Castle Rock is a city in Cowlitz County, Washington, United States. Located between the Willapa Hills and the western base of Mount St. Helens, Castle Rock is at the heart of Washington timber country in the Pacific temperate rain forest. Castle Rock is part of the Longview, Washington Metropolitan Statistical Area; the population was 2,446 as of the 2020 census.

==History==
Castle Rock is named for a volcanic rock outcropping over the Cowlitz River, "The Rock", rising 190 feet high on the south side of the city. The rock formation, resembling a castle, became a geographic landmark for Cowlitz Indians and Hudson's Bay Company traders as early as 1832. Today, it is the location of The Rock Community Park, with hiking trails, picnic tables, and a historical marker.

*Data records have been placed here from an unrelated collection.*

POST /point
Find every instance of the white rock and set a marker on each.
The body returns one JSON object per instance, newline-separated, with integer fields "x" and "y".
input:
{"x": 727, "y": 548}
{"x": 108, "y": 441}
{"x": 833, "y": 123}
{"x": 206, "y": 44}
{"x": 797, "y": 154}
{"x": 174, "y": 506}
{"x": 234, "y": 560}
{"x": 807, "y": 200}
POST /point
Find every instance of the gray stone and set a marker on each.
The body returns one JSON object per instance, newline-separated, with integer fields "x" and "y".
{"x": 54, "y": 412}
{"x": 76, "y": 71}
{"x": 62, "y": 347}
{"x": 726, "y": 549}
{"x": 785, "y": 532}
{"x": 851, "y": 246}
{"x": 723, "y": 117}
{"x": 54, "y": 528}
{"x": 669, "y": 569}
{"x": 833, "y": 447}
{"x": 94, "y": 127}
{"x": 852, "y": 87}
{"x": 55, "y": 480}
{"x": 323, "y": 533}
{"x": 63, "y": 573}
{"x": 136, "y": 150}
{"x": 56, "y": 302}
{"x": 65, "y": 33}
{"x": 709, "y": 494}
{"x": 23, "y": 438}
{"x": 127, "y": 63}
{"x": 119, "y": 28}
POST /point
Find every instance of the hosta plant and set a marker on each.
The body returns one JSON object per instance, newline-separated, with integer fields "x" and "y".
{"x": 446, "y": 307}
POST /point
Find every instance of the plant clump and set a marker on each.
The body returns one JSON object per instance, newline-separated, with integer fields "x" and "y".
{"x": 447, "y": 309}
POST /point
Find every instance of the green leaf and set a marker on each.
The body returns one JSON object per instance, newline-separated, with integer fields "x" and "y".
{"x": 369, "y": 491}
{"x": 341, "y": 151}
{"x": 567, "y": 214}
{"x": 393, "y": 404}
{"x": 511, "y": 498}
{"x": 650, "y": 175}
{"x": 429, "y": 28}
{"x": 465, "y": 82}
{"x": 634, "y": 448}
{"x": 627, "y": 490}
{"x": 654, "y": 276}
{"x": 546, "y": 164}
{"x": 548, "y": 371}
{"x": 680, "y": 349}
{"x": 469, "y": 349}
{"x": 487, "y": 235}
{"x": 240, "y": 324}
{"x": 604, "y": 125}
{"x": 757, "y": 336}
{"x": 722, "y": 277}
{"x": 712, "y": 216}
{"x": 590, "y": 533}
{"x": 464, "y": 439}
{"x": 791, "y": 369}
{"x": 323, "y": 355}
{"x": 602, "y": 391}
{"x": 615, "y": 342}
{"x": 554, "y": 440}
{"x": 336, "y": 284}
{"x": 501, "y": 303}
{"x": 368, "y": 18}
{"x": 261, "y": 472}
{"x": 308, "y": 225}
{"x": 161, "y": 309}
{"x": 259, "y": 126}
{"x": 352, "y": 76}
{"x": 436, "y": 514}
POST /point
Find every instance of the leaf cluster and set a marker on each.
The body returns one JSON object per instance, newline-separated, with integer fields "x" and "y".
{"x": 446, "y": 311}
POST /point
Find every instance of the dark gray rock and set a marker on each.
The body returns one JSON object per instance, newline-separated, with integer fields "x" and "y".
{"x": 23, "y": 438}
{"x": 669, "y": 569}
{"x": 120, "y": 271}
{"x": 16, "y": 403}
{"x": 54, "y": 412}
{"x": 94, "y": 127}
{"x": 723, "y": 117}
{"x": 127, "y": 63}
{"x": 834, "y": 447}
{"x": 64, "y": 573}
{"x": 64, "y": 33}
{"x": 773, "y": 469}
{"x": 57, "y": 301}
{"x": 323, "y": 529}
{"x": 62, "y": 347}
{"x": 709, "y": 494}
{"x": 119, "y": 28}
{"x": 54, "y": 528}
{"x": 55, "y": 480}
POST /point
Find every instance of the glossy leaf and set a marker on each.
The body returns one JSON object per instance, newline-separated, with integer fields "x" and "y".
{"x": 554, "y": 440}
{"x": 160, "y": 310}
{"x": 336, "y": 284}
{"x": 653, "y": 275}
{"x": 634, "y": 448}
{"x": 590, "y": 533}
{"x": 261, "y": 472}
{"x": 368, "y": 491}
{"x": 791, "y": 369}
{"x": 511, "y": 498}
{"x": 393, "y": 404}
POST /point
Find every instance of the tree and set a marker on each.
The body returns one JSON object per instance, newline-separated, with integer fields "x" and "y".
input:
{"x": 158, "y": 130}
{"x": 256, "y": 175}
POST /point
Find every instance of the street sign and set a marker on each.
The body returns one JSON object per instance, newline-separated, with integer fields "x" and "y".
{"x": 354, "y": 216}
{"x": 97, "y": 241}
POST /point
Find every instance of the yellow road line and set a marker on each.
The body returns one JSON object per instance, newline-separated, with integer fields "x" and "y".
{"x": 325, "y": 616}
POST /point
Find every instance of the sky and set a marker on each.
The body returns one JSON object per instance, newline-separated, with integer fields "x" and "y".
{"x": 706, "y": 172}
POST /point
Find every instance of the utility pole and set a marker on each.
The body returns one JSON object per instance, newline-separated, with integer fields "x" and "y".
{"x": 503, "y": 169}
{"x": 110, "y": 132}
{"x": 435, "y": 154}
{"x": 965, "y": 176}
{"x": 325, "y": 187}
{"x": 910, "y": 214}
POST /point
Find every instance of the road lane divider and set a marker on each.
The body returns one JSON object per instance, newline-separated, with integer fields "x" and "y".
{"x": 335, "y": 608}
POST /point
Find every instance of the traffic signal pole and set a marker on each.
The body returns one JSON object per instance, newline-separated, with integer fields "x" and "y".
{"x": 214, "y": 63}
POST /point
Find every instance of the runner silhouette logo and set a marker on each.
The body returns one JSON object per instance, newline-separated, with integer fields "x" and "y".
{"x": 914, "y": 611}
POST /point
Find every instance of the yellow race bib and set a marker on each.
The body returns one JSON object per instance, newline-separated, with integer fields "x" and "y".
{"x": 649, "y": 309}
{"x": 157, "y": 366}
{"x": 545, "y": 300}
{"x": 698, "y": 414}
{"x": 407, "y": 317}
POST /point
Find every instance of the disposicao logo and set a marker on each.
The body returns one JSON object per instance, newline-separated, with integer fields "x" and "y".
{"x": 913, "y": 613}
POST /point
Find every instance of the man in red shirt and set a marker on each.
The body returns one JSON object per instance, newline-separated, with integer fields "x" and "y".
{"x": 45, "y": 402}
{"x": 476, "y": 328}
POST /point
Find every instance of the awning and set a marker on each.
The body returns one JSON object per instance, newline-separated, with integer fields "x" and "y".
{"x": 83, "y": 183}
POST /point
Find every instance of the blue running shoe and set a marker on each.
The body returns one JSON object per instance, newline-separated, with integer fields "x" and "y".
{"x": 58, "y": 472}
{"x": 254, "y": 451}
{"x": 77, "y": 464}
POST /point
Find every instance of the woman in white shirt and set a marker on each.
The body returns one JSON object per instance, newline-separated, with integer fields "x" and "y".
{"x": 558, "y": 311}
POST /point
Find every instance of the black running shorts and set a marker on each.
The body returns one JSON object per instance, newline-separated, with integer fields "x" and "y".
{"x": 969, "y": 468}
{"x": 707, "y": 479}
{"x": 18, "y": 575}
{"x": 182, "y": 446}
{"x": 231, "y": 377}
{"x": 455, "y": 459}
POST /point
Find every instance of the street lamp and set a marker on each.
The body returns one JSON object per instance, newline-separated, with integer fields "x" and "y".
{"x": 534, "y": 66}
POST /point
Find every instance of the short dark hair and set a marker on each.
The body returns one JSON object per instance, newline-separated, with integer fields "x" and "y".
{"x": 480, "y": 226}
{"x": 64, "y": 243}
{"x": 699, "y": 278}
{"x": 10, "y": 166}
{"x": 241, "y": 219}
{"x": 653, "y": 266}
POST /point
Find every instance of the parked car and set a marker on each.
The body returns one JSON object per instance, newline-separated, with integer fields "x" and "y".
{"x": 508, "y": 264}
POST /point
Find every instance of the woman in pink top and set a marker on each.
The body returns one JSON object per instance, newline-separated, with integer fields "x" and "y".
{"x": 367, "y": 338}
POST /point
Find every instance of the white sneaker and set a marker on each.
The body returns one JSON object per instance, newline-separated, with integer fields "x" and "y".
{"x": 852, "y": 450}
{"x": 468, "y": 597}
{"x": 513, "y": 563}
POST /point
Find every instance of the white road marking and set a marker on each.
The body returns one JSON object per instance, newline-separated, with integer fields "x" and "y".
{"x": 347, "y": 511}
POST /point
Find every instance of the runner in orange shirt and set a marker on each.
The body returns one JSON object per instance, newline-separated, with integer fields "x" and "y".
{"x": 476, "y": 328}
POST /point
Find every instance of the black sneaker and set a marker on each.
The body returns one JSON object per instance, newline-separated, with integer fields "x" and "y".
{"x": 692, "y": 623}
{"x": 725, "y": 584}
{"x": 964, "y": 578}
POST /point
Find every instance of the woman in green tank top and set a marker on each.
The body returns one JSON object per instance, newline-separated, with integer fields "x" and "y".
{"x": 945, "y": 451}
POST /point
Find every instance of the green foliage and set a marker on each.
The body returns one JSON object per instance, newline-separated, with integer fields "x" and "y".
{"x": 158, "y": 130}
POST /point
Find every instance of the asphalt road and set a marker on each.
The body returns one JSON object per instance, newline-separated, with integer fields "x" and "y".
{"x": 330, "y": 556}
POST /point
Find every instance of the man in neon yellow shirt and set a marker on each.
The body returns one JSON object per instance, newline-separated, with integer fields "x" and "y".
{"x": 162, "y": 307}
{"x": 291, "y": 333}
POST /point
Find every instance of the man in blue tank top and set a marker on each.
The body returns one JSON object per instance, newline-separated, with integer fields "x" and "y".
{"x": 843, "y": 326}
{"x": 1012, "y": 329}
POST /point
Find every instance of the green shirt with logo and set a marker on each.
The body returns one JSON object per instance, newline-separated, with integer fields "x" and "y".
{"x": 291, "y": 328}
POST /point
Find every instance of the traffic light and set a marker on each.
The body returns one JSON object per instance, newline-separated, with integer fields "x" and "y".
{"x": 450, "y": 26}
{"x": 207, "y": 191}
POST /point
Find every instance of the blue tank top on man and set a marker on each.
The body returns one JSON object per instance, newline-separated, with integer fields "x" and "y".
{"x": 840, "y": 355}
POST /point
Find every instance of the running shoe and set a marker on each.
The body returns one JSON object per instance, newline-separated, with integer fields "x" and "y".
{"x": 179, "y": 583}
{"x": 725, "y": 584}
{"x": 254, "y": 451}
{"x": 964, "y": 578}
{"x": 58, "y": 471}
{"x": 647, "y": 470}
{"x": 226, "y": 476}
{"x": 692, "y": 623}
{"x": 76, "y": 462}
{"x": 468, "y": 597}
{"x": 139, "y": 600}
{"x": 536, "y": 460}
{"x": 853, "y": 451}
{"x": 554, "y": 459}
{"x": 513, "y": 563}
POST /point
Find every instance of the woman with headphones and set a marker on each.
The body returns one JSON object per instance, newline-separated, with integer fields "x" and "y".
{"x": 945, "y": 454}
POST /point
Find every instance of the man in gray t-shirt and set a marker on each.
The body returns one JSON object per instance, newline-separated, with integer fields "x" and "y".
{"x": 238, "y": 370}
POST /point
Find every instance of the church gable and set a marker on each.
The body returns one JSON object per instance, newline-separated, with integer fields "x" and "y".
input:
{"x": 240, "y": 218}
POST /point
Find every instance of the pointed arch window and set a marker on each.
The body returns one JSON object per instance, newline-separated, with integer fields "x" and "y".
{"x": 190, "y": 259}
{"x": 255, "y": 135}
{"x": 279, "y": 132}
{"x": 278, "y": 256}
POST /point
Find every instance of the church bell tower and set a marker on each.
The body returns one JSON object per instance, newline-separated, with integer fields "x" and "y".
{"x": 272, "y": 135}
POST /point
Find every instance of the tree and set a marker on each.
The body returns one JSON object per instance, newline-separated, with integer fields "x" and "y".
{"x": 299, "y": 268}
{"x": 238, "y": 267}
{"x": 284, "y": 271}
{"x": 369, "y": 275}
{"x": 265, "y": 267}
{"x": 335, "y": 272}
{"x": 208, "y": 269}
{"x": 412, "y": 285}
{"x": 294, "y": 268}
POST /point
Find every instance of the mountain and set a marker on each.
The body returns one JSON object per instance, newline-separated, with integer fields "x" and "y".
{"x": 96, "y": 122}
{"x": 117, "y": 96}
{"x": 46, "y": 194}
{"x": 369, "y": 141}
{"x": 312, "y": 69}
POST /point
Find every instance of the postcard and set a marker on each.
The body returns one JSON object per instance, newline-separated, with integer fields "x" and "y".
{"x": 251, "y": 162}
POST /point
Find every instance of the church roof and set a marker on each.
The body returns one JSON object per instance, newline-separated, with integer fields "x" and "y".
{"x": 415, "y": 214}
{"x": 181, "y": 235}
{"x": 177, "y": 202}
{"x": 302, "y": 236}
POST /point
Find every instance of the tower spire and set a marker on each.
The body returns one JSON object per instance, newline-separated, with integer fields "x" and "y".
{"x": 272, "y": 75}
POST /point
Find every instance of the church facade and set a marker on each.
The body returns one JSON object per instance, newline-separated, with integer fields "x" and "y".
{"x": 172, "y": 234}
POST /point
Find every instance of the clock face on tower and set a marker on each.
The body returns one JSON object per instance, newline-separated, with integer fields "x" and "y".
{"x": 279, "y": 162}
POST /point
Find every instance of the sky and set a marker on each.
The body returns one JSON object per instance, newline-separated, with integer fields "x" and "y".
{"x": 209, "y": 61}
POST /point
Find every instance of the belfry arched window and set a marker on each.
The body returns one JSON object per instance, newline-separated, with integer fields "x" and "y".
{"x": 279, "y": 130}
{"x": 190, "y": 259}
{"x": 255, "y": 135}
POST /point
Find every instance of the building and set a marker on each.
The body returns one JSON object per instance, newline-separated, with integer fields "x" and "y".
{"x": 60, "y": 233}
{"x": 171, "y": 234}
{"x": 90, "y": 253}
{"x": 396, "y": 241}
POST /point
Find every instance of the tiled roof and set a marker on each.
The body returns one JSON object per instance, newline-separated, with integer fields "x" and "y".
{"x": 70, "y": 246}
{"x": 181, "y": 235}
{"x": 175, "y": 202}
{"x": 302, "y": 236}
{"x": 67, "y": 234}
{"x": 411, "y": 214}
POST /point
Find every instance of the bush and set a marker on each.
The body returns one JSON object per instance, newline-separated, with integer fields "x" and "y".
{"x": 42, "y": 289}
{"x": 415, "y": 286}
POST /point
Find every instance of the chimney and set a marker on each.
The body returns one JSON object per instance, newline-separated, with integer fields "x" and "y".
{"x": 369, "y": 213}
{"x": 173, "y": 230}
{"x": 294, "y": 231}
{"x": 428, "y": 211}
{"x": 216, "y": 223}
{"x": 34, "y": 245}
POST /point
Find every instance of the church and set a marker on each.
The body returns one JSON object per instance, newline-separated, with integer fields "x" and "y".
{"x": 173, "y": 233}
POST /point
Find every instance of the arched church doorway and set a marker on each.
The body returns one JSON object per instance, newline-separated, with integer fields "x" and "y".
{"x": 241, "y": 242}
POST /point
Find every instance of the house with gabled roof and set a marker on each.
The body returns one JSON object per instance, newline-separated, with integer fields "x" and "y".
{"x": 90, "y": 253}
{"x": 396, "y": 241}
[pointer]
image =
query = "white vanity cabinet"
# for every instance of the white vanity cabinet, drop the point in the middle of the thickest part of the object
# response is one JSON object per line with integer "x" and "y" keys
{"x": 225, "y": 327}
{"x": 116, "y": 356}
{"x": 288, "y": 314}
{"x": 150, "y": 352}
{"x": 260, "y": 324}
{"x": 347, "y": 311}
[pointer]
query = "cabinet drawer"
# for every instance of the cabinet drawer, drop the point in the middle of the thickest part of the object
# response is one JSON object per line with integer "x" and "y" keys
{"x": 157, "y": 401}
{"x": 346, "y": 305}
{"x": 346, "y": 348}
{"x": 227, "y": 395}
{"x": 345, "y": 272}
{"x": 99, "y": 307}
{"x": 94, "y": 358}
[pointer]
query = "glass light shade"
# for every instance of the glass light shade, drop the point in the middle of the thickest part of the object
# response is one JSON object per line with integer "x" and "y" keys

Castle Rock is centered primarily on the donation land claim of Eliza and William Huntington, who settled at the location in 1852. The city was platted December 12, 1888 and incorporated on June 20, 1890. Castle Rock prospered as a Cowlitz River steamboat port and trading center for valley farms. The local sawmill was the first to produce cedar shingles, using the Western red cedar, which grows in abundance in the region.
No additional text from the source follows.